0 1. Difficulties in languaging across disciplines or fields. Each academic discipline and career normalizes different language. How social scientists, linguists, medical doctors, and social workers language how they see the world has been shaped by their various fields of study. It is the same with community residents who may not be formally educated by are nevertheless part of an organization they work for, a neighborhood, a family, and/or an ethnic/racialized group. These differences in language are bridged by getting to know each other and doing things together to begin to build what complexity theorists such as Nicholas Peroff call a Common Body of Metaphor (CBM): a set of stories shared by a collective group that begin to give it a sense of a distinct identity. (28)

0 2. Because collaborations are faced with tackling complex recursive problems, collaborative efforts often lose momentum when the complexity and time demands begin to surface. A good rule to keep in mind is that the more complex and persistent the problem being tackled is, the more time and resources it will take to resolve the problem. Building opportunities to do things together, however, small, maintains momentum, and serves to further cement connection, commitment, and co-mentoring opportunities. The latter is important as collaborative members begin to deepen relationship, and begin to turn to each other for opinions, advice, and resources. Once genuine relationships begin to brew, human needs show up. Although most collaboration efforts simply do not name this dynamic, this is the central dynamic that leads to collaborative inertia. Naming it allows its management and strategic use.

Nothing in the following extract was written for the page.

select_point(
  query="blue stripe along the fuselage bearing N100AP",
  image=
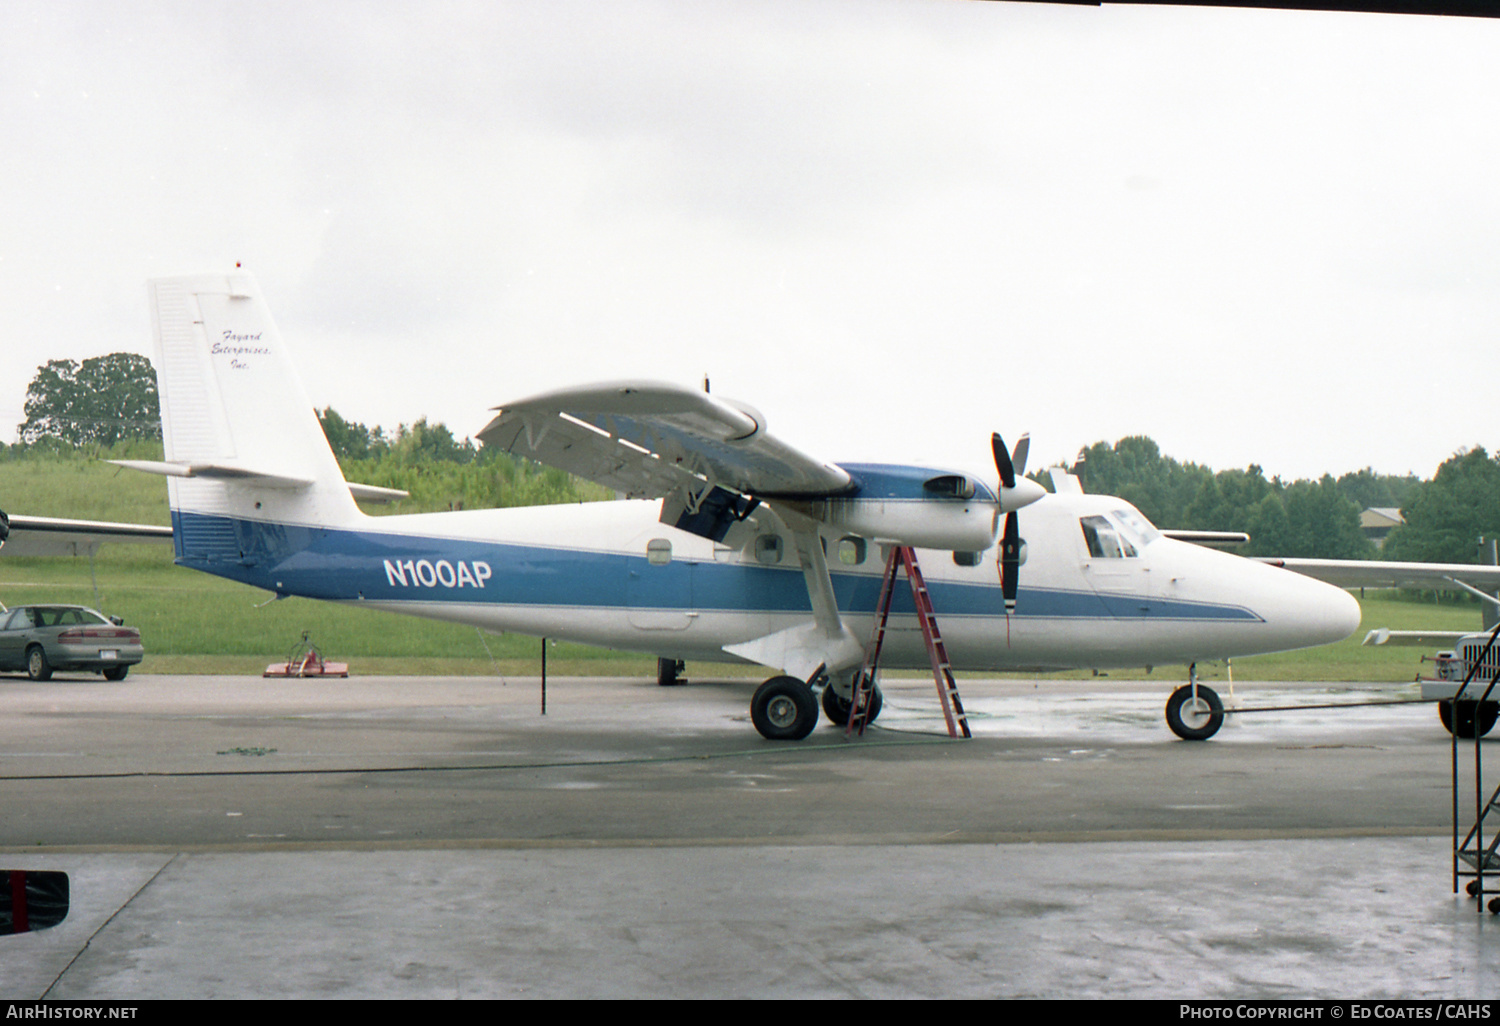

0 3. Collaborations are a conglomeration of relationships between people. As such, they require immense care and ongoing maintenance, just like any other relationships do. As such, collaborations require careful attention to detail, mindfulness about people’s feelings, about what they care about, and ongoing dialogue. One would not simply continue to ask for favors from friends. Indeed, we often take the utmost care of not asking for favors and we are hyper-vigilant about making sure our friends feel valued and seen. Well, despite much rationalization about why collaborations are different (voices in my head that say things like “Well, people are being paid....”), they simply are not. When it comes to engaging people’s commitment, will, and sometimes even their passions, a leader of collaborations must be aware of the softer aspects of the relationship building process. In other words, how people feel is as important as what they think, and do. Huxham and Vangen say that, “…collaborations require ongoing nurturing due to their constantly changing and complex nature” (800). This change and complexity is the result of the fluid nature of human lives, regardless of organizational efforts to establish order and linearity within complex community contexts.